Оказывается, с соседнего сарая мужики, которых с тюрьмы здешней пригнали, сговорились с солдатами, прихватили пару пленных поотчаяннее – из привезенных – да ночью и дали деру: три солдата и семь пленных. Да не так просто: офицерика белобрысого, конвойного начальника, порешили. Дождались, когда он пьяный караулы пойдет проверять, – да прямо в глотку штыком и засадили. Отрядили погоню – да чего там! – поди, угадай их – куда они дернули.

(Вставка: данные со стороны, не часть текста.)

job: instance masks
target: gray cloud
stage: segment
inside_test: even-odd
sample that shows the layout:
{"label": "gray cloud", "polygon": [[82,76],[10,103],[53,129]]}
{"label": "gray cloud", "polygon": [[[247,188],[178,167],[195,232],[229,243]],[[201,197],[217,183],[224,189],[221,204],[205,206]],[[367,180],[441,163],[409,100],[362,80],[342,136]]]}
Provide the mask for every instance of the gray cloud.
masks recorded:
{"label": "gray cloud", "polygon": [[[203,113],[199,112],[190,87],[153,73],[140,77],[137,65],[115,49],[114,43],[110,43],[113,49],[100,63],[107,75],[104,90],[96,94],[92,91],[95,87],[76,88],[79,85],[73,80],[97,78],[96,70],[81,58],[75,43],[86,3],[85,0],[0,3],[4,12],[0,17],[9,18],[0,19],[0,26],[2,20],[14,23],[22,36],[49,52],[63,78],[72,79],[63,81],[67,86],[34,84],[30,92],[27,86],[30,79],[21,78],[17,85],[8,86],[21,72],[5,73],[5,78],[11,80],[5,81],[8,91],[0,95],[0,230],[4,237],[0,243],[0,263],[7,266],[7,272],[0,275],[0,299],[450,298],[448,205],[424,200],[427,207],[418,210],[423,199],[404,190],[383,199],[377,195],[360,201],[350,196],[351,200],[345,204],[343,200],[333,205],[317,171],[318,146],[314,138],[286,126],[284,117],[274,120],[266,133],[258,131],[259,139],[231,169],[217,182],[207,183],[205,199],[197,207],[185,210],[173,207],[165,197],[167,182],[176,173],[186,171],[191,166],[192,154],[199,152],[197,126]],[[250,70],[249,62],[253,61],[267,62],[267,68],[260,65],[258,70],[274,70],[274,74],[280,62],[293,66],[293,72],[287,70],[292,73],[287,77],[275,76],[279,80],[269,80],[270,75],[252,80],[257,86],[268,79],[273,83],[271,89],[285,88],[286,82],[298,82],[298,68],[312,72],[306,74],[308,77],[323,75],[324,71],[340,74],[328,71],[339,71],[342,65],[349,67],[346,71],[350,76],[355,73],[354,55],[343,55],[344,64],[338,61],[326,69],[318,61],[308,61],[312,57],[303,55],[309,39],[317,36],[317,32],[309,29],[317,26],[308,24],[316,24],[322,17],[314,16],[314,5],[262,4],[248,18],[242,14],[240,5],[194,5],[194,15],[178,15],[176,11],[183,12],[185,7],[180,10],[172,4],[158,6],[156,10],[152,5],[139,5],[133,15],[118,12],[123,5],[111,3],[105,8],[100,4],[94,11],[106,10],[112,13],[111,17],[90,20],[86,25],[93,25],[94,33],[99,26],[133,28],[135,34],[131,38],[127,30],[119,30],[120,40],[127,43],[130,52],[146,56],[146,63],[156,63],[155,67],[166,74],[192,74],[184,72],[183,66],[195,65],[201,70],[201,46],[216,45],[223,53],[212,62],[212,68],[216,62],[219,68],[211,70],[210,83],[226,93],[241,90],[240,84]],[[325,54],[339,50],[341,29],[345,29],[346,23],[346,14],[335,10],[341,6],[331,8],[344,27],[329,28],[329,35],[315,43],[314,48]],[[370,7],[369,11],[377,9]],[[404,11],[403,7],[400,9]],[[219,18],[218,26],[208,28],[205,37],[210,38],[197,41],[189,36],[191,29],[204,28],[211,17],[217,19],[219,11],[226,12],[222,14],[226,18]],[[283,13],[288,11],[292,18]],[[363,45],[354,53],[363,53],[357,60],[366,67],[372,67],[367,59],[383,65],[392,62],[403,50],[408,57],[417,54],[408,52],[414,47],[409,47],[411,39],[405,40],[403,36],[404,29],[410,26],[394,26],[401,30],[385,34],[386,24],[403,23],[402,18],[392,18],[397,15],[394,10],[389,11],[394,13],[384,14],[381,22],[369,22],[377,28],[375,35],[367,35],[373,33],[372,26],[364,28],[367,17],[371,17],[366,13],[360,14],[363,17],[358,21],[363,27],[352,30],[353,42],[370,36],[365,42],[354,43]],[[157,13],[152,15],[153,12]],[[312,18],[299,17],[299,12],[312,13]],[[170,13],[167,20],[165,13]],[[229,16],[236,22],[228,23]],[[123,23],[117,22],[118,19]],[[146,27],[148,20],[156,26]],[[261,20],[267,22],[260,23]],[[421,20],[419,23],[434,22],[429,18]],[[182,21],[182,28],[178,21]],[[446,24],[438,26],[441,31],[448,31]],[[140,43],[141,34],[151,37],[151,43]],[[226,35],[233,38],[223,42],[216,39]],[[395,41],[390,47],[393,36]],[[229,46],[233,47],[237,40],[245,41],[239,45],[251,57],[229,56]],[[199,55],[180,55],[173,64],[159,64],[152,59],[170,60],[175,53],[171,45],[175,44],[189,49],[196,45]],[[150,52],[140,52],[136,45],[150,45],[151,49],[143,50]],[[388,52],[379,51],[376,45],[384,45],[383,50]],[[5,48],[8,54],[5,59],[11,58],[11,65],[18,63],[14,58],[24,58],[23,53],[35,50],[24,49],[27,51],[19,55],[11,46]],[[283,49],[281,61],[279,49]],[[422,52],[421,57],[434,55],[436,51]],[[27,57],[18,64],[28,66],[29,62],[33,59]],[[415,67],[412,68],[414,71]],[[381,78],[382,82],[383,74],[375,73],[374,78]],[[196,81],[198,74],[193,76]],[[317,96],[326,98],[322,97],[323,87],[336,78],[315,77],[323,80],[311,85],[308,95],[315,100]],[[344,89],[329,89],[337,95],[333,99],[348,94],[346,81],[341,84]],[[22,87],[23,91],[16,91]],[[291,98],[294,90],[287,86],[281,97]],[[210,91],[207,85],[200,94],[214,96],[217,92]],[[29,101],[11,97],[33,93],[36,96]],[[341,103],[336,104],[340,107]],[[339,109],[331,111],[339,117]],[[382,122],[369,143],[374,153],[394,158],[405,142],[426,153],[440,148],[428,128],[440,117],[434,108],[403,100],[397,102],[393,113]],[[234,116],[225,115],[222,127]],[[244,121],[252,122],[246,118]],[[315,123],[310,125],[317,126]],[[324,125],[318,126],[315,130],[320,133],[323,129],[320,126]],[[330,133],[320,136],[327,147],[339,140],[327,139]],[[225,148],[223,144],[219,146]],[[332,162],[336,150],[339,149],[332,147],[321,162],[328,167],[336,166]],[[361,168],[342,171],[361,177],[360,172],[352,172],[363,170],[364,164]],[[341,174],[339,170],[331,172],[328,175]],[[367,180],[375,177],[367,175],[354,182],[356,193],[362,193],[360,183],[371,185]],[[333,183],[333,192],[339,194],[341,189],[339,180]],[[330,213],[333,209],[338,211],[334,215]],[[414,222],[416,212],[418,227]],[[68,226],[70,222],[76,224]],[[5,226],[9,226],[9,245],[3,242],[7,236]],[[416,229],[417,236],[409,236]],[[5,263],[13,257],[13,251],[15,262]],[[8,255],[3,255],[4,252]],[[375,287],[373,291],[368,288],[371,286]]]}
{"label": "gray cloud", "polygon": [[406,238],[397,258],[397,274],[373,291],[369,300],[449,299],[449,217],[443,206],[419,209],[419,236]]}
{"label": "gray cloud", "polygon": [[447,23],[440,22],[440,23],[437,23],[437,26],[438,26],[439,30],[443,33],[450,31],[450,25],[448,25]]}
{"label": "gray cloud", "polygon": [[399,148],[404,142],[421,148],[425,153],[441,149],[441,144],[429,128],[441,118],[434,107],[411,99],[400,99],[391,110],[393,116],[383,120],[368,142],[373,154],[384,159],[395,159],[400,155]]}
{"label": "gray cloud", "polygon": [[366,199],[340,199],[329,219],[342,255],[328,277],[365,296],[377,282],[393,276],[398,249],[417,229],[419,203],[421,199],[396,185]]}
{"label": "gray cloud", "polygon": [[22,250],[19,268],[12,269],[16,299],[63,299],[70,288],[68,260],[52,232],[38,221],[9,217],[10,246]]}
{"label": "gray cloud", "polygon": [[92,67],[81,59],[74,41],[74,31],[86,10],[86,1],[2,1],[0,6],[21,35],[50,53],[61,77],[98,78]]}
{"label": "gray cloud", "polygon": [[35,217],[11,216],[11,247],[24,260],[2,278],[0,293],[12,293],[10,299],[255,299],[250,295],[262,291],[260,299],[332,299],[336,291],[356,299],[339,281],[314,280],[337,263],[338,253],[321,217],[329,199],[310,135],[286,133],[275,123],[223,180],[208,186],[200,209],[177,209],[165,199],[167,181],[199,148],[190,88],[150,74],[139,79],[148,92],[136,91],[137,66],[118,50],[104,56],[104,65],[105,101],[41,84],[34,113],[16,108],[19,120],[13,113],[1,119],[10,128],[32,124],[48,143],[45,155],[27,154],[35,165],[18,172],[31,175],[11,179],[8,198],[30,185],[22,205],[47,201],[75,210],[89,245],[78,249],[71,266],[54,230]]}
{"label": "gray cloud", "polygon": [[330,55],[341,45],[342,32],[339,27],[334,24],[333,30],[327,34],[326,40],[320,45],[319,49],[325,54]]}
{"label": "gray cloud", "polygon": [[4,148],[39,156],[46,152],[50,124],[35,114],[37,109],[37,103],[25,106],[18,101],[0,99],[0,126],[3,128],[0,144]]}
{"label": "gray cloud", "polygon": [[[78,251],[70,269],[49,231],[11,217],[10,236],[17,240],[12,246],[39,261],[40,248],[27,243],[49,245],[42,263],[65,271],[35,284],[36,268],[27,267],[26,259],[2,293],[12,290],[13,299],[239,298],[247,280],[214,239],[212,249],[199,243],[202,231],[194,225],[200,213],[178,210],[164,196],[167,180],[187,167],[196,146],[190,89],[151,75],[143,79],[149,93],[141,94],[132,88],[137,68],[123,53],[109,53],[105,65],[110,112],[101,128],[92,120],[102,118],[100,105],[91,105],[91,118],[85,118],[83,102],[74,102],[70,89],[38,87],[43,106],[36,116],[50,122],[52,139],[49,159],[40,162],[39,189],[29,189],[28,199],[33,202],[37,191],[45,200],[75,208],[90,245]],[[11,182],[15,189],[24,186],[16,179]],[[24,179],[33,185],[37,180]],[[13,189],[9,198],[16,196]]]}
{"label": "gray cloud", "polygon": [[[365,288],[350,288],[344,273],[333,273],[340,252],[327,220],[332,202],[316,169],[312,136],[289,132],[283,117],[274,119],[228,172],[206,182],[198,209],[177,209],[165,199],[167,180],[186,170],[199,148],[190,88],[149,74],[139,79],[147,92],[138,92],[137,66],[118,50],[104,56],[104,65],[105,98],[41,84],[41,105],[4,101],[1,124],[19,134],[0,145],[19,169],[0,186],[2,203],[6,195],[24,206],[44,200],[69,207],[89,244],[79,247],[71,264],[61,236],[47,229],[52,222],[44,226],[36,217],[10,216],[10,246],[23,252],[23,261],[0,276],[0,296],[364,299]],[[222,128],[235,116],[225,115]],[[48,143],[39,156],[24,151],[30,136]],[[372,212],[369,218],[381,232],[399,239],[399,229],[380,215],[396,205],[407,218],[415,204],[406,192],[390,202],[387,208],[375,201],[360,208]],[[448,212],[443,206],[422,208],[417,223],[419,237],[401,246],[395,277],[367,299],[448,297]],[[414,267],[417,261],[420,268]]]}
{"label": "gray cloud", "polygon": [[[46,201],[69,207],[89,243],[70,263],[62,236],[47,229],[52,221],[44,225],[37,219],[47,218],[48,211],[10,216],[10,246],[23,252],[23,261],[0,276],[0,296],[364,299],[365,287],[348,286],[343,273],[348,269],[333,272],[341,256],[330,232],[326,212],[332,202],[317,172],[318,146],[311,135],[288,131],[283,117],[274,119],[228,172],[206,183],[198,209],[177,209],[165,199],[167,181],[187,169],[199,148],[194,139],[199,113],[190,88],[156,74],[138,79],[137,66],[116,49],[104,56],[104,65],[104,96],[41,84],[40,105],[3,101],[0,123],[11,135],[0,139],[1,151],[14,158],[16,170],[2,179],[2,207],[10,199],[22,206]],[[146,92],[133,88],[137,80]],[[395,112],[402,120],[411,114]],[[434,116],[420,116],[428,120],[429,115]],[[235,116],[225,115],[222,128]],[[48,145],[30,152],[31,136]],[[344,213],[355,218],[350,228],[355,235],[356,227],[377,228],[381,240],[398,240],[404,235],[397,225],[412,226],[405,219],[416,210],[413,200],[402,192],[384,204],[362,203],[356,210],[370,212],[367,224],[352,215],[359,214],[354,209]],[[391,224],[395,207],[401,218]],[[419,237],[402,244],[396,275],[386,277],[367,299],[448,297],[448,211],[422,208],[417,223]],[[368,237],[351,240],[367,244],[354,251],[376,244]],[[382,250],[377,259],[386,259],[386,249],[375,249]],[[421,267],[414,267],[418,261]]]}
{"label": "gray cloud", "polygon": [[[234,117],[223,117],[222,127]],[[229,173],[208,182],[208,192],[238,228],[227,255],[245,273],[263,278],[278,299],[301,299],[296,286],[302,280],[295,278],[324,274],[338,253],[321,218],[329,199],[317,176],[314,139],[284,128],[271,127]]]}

Сменили конвой. Всю роту. Пригнали на их место японских солдат. С этими – не больно-то! – табачком не разживешься, – так и норовят штыком пырнуть. Макаки. Сидит Никифор, переживает. Вот угораздило меня в тот сарай не попасть! Все одно прицепился бы… Посвистывал бы счас на свободе-то! Мечтает. А рядом на соломе трясет усами старый солдат Никола Хренов, байки травит: я, говорит, у япошек второй раз в плену обитаюсь. Я у них ишо в японскую пленным числился. И такой ведь это, братцы, народ, – дадут им эту рису, дак палочки две махонькие возьмет – раз-раз! – в секунд все смечет. Да аккуратно так. Смехота, да и только. Нехристи, одним словом. Ну, мне горе не беда. Я, робя, за ривалюцию все стерплю! И зорко так всех оглядывает.